Often times, we settle things with a coin toss, such as who gets to pick the first team member for a game of capture the flag, or who has to take out the trash. Suppose you have a fair coin, and you are going to toss it one or more times. If you only toss the coin once, since it is fair, the probability of either outcome, heads or tails, is the same or equal. But suppose you toss the coin twice, how many heads can you expect to get? You will learn how to answer questions like these in this chapter.
When you have a fair coin, most people think that if you toss it several times, say a 100 times, that you should roughly get heads or tails every other time. People don't usually expect to get several heads in a row before getting the first head. Theoretically, you could get 100 heads out of 100 tosses, although the chances of this occurring are very low.
In this chapter, we will learn how to model different situations such a coin toss and find probabilities of interesting events by using discrete probability distributions. You will also learn how to calculate expected values, for example, the expected number of heads out of some number of coin tosses, as well as the variance and standard deviations of these expected values.

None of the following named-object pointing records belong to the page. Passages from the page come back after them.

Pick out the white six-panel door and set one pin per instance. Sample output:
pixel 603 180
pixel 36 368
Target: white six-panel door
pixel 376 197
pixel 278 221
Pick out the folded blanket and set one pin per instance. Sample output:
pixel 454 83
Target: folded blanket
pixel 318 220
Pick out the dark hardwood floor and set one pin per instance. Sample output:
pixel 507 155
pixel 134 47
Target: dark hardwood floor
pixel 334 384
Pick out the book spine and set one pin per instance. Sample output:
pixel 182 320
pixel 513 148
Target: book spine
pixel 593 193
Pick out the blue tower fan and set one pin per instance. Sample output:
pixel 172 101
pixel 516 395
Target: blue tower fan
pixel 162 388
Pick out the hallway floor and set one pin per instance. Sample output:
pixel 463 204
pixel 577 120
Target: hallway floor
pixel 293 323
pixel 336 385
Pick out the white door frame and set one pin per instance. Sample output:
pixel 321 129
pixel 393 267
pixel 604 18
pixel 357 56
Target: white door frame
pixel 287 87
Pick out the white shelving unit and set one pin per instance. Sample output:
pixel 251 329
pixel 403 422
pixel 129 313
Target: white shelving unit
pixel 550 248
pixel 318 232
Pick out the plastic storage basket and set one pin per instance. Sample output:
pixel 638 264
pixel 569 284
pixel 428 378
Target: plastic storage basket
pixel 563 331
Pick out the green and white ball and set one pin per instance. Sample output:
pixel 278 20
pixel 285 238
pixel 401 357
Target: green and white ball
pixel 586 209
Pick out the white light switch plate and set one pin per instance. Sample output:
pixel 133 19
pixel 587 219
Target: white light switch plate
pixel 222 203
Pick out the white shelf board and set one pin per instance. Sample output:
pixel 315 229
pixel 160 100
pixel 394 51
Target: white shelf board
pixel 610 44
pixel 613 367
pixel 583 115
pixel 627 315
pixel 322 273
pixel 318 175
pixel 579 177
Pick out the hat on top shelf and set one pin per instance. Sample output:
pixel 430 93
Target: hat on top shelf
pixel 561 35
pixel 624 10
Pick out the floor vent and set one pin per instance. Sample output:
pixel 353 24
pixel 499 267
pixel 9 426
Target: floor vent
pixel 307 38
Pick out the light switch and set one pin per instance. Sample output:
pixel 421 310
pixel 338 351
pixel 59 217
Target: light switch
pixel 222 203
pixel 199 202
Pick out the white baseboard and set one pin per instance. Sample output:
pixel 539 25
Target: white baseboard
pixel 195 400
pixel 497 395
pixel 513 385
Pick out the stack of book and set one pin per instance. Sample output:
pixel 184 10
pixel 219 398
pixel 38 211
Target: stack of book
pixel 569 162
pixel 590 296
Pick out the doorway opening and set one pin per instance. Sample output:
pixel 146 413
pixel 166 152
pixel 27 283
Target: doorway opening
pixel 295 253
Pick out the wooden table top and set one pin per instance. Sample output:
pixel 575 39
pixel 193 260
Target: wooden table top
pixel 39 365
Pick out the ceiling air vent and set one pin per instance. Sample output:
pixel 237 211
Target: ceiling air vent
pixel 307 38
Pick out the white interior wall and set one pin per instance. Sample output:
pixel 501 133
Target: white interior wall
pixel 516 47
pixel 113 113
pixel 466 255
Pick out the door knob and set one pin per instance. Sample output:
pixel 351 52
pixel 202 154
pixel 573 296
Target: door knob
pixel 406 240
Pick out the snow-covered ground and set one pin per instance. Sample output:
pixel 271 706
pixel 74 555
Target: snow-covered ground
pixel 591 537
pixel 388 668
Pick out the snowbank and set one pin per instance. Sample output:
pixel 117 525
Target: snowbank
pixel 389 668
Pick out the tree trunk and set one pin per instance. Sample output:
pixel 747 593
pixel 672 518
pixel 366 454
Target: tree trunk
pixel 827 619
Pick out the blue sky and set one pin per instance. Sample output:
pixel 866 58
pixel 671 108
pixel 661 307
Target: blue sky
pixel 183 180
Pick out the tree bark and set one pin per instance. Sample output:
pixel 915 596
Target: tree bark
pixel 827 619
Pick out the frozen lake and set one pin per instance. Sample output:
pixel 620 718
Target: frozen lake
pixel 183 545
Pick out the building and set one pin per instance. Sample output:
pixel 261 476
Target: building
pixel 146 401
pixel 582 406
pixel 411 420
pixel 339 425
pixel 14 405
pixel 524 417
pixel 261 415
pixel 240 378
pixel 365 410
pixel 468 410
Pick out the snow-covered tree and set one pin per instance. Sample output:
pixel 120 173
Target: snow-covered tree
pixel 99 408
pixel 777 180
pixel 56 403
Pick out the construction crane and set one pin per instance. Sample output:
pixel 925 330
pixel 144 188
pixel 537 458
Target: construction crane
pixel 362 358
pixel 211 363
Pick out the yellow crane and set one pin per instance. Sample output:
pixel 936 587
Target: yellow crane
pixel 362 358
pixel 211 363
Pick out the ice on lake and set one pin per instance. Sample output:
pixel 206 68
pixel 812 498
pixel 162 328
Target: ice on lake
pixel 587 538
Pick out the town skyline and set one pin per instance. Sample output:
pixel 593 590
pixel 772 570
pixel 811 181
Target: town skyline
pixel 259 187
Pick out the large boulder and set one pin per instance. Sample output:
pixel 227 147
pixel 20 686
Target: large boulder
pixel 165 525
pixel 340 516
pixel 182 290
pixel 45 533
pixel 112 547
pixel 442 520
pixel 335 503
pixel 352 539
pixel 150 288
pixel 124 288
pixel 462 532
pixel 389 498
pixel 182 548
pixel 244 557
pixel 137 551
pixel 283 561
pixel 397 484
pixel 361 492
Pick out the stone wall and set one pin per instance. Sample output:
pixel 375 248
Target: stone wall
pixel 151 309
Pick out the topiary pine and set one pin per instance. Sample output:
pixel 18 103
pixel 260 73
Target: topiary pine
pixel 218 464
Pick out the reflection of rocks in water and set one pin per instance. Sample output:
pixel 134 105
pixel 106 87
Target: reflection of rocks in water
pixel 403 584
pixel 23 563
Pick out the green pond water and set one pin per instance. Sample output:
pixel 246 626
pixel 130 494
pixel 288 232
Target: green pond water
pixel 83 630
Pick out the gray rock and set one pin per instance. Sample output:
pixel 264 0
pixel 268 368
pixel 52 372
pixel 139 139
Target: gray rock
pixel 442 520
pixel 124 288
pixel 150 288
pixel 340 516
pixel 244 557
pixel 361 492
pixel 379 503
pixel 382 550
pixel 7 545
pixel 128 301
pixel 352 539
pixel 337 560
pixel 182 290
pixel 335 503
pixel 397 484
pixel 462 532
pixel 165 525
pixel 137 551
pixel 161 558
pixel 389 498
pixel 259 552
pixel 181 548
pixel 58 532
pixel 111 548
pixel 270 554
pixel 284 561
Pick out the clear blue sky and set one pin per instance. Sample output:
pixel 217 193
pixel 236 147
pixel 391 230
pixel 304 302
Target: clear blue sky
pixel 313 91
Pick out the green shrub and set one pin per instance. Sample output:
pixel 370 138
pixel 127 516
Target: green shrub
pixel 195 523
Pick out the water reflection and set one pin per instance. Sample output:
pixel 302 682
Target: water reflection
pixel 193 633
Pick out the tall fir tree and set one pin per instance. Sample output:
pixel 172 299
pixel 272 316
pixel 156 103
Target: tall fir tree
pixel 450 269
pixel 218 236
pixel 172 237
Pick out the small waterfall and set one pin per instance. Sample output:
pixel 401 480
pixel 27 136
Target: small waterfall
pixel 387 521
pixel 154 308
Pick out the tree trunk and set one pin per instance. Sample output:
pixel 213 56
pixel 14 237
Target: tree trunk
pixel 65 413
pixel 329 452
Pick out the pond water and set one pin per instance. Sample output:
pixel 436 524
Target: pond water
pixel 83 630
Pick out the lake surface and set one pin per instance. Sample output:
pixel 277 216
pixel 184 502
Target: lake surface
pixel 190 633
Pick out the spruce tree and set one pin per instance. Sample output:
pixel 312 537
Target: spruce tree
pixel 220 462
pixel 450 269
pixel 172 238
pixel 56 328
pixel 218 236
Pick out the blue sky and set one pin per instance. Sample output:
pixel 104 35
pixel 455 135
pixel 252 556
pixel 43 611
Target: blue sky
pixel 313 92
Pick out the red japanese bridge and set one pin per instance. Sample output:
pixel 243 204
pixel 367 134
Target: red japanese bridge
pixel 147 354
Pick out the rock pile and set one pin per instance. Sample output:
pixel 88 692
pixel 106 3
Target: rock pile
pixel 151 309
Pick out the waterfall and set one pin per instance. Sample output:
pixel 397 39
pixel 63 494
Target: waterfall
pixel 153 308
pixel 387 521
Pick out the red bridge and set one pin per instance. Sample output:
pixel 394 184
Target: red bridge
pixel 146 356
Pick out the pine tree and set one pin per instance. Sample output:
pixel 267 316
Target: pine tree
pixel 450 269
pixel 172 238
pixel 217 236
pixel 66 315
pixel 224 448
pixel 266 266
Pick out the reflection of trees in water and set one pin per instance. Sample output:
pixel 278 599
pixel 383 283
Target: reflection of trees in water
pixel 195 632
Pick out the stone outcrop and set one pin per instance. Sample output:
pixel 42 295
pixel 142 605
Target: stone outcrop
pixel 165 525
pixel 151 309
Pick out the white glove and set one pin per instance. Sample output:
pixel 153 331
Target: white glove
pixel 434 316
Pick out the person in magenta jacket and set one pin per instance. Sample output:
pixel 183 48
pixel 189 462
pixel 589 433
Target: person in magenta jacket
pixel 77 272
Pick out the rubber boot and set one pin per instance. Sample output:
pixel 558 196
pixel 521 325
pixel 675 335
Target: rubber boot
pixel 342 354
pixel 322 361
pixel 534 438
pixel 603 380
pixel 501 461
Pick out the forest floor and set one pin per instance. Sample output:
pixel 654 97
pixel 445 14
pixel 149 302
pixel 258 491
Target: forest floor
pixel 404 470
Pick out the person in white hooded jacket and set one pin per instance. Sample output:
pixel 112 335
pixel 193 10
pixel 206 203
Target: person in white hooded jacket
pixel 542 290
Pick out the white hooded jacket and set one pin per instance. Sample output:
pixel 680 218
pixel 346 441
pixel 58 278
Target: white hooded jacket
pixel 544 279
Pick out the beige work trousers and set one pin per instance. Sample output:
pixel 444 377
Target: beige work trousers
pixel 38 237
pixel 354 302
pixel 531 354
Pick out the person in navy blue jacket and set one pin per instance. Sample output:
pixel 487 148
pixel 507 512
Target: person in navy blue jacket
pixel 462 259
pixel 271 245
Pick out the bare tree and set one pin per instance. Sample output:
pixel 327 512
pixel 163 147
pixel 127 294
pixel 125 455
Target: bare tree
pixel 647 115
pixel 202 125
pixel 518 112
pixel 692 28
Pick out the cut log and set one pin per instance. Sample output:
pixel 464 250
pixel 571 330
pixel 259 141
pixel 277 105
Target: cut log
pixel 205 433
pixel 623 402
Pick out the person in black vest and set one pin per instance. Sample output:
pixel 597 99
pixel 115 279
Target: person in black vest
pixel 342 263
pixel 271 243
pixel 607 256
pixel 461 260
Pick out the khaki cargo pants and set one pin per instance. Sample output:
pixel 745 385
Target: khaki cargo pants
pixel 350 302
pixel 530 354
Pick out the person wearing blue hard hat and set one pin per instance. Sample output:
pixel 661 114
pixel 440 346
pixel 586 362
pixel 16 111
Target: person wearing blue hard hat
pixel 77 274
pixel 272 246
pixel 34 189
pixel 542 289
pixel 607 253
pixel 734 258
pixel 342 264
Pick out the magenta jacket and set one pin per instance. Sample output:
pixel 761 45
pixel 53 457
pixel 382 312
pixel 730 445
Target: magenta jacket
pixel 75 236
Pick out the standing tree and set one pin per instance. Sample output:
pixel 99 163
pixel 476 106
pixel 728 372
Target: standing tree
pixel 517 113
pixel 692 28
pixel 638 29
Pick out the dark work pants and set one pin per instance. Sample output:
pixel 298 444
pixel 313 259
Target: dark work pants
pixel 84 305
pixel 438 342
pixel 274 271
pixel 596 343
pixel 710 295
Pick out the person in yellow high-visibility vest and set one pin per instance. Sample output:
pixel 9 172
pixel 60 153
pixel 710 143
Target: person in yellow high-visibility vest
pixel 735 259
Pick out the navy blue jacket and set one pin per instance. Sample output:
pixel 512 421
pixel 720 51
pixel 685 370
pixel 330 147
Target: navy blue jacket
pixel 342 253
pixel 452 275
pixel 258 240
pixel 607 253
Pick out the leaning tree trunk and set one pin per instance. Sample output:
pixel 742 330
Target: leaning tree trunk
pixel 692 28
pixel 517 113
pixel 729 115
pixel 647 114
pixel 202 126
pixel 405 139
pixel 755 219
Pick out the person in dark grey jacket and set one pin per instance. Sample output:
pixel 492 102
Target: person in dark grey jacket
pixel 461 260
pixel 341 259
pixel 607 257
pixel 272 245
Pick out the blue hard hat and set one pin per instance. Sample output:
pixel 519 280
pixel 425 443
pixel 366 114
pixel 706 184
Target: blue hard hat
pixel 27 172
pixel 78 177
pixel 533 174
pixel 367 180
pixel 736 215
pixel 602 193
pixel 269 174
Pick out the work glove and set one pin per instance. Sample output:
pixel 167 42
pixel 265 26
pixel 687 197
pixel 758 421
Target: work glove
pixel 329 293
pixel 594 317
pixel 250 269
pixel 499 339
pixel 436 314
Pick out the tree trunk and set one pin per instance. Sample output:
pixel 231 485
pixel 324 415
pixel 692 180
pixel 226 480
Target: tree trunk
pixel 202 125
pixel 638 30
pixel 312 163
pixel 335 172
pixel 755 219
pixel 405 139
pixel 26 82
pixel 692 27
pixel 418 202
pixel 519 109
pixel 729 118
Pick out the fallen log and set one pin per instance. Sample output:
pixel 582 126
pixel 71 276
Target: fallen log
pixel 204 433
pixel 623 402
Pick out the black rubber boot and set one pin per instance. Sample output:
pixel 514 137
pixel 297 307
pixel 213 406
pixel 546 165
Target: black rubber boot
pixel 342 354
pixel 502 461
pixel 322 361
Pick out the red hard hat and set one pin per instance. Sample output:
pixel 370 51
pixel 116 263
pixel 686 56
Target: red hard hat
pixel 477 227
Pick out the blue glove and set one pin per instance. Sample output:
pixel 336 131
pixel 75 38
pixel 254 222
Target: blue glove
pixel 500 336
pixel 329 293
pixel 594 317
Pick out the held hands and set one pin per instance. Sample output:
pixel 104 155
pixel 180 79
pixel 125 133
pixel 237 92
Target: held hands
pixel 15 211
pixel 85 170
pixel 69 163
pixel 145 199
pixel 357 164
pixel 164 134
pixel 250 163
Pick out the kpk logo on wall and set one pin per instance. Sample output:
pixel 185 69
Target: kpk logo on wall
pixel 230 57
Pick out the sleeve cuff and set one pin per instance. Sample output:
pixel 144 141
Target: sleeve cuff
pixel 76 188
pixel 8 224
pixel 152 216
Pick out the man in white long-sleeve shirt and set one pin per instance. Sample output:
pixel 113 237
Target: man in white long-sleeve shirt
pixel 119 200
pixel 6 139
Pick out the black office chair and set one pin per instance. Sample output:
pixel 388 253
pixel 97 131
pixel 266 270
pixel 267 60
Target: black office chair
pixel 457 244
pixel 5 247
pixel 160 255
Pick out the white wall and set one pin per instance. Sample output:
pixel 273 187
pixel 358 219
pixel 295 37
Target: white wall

This chapter focuses on introducing students to probability distributions by covering random variables, discrete and continuous variables, and binomial, Poisson, and geometric distributions. It demonstrates how to calculate the expected value, or mean, as well as the variance and standard deviations for the different distributions as well as for any given discrete probability distribution. Additionally, this chapter covers linear transformations of random variables.